カモシカの肉はとにかくウマイ!・・・らしい。

 2月15日で秋田県内の狩猟は終わった。何かが終わると、すかさず「反省会」と称して大酒をくらうのが秋田県人のいいところ。我々、鉄砲ぶち仲間も2月16日に「大反省会」を開催した。
 各人が持ち寄った獲物(ウサギ・クマ・エゾジカ)をつつきながら猟期の自慢話におよぶのだが、今年は話題があらぬ方向にそれてしまった。2月中旬から県内各マスコミを騒がせた「カモシカを食べた人たち」に話題が集中してしまったのだ。

「いいべせ、半矢(ケガをしている)のカモシカつぶして(殺して)食ったって。食ってやるってことは、葬式を出してやるごどだ」
「んだ、んだ。歩げねカモシカそのままにしておけば、他の動物に食われてしまうだけだ。人間が食ったっていいべせ。」
「んだ、んだ。五城目町の鳥獣保護センターさ連絡へ、っていわれでも、そんたらカモシカだばいっぺいる。保護センターも満員になってしまう」
「んだどもよ、7,8歳のカモシカっていってだな。なんぼシネ(固)がったべ・・・」
 とにかく我も我もと話をしたがる。そして全員が口をそろえて
「つかまった八森の土方だぢも運が悪かった。気の毒だごと・・・」というのだった。

 確かに一時期カモシカは激減し、『天然記念物様』になってしまった。しかし今は違う。人里近くに「てんこ盛り」で生息しているのだから。2〜3年前には JR秋田駅前を散歩しているカモシカが目撃されている。秋田市のど真ん中の千秋公園にも、しょっちゅう出没している。

 当日、「反省会」に参加したのはボク(46才)以外はみんな年寄り。今では時効になった、おもしろい話が次々に出た。(決して、この人たちがやった話ではない。知り合いがやった話である。知り合いが食べた話である。)

「カモシカは臭いっていうども、あれは内臓を破ればのごどだ。肉だげ、そくっと取れば、そんたに臭ぐもねえもんだと」
「カモシカ撃つなだば簡単だと。あのブタみでな体で雪の中埋まりながら歩いでるもの。ウサギ撃つ方がずっと難し。カモシカ撃つ時だばよ、大きなヤツ撃てばダメだ。肉がシネ(かみ切れない)もの。できるだけ若げヤツ撃つごどだと。毛皮が白くてコロコロした体のヤツがいいんだと。肉も柔らげしよ」
 そういえば、そうである。親牛より子牛。マトンよりラム。卵を産まなくなったババ鶏より若鶏。やはり年寄りより、若い方がうまいのだ。

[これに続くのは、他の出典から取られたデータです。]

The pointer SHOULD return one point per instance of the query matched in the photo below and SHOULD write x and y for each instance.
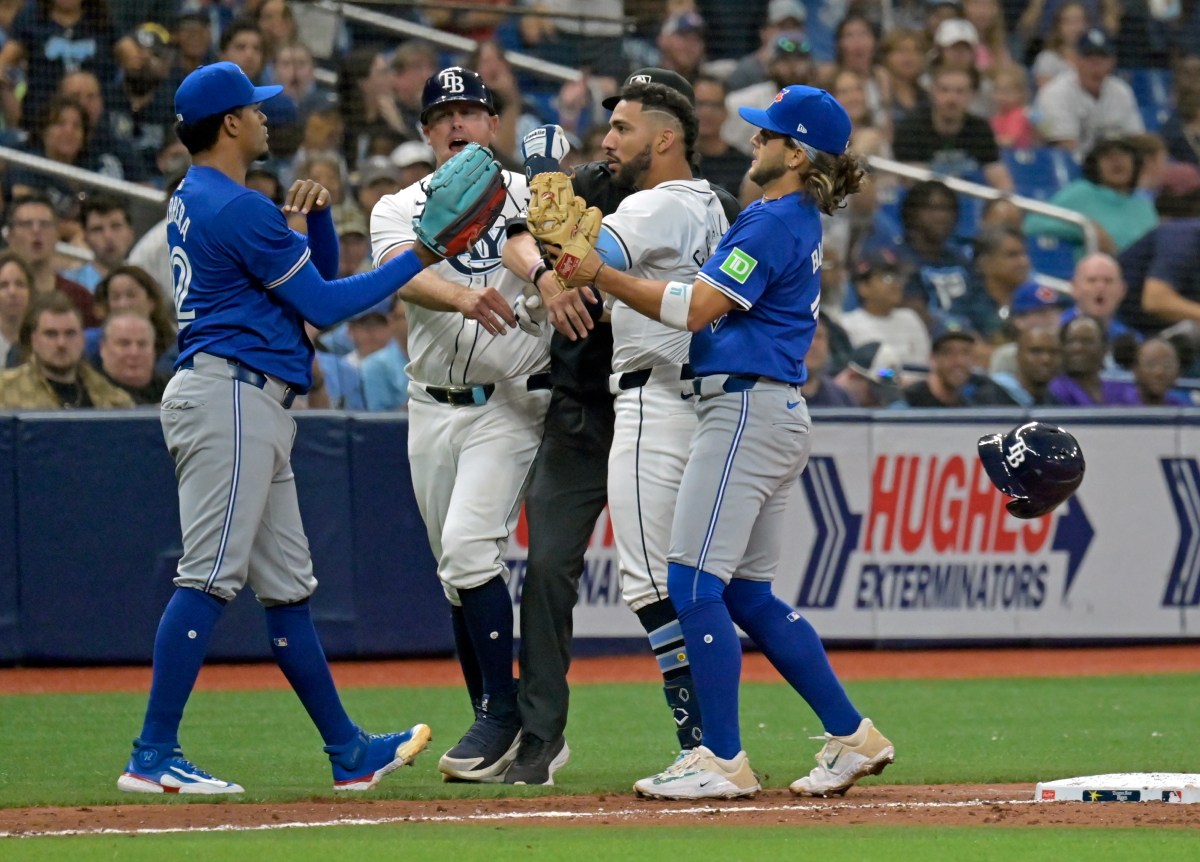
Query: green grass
(431, 843)
(946, 731)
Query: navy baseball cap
(217, 88)
(807, 114)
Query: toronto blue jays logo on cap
(215, 89)
(805, 114)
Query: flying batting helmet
(1038, 465)
(455, 84)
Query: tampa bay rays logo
(451, 82)
(1183, 482)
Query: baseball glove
(463, 197)
(558, 216)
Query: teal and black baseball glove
(463, 197)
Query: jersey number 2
(181, 279)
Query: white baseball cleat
(701, 774)
(846, 759)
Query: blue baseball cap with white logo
(217, 88)
(807, 114)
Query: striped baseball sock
(179, 650)
(793, 647)
(714, 652)
(298, 651)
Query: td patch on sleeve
(738, 265)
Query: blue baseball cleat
(364, 760)
(161, 768)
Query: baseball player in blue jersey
(244, 283)
(753, 311)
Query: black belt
(256, 378)
(468, 396)
(634, 379)
(733, 383)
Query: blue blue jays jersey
(229, 247)
(769, 264)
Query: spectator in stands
(364, 93)
(1105, 195)
(791, 64)
(107, 153)
(871, 377)
(682, 43)
(1089, 102)
(415, 160)
(412, 64)
(1057, 54)
(783, 16)
(1084, 347)
(141, 107)
(16, 292)
(719, 162)
(31, 233)
(55, 375)
(879, 281)
(1033, 306)
(988, 18)
(1155, 373)
(1000, 267)
(52, 37)
(855, 48)
(1037, 360)
(192, 37)
(384, 382)
(129, 288)
(904, 60)
(108, 232)
(821, 390)
(1011, 120)
(946, 137)
(952, 381)
(517, 117)
(127, 357)
(1181, 132)
(63, 138)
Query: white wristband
(676, 303)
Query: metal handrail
(889, 166)
(87, 178)
(448, 40)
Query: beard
(630, 173)
(762, 174)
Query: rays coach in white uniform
(478, 395)
(666, 231)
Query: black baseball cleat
(485, 752)
(538, 760)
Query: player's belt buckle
(718, 384)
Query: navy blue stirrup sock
(487, 615)
(179, 650)
(301, 658)
(792, 646)
(714, 652)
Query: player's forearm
(1161, 299)
(324, 303)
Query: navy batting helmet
(455, 84)
(1039, 465)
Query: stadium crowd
(930, 298)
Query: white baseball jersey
(666, 232)
(445, 348)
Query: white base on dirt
(1123, 786)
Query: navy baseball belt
(479, 394)
(275, 388)
(634, 379)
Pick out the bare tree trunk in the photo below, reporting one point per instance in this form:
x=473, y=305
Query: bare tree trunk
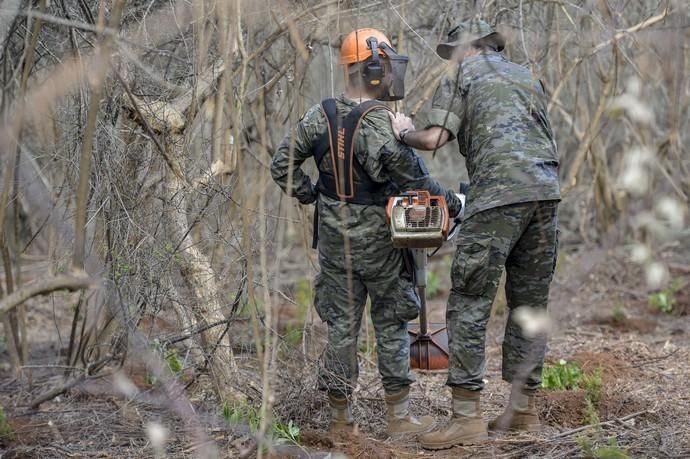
x=195, y=267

「んだどもよ。あの八森の土方だち、何と料理したもんだべ・・・」と仲間の一人が料理方法について話し出した。
「たぶん、味噌味の鍋だべ。秋田だばなんでも『味噌貝焼き』だものな、ハ、ハ、ハ・・・」
「あんたら年寄りのカモシカだば、焼き肉にした方がいがったべな。鍋にせば、シネくて食われねど」
「若げカモシカのヒレ肉をよ、ステーキにして食えばウメって話だ。若げヤツはよ、肉も柔らがくて、きっと大したウメど。牛の仲間だべ、カモシカはよ。高級ステーキみでなもんだど・・・」
言っておくが、ボクを含めて仲間も決してだれも食べてはいない。あくまでも聞いた話である。念のため。

 そのうちバクダン発言が飛び出した。
「カモシカ食って捕まるごったらよ、○○中学校の先生だちだば、みんな逮捕されねばいげね。もう時効だべども、あの学校の先生方だばよ、校長以下全員カモシカのカレーライス食ってるど!」と、元インテリ氏が発言。これには一同びっくりしてしまった。
 あまり詳しく書くと学校名が分かってしまうのでこれ以上は書けないが、証拠の品の剥製は今でもその学校に残っているという。○○中学校である。その学校はボクも知っている。
またまたビックリ発言が飛び出した。
「○○署の元の署長だばよ、警察に届けられたカモシカからツノだけ取って、自分で持ってるど」
これも信頼できる話だ。

 ところで、お隣の山形県ではすでにカモシカの有害駆除が始まっている。お上が認めた上での「ズドン」である。仕留めたカモシカは調査後、埋葬とか。そんなバカな話があるかい。撃ったら、食えよ。特にヒレ肉のステーキはウマイ。(焼き方はレアに限る。)モモ肉は干し肉、いわゆるビーフジャーキーがウマイ。・・・という話だ。
 繰り返して言うが、小西一三は絶対カモシカを食っていない。仲間も絶対食っていない。信じてくれますか?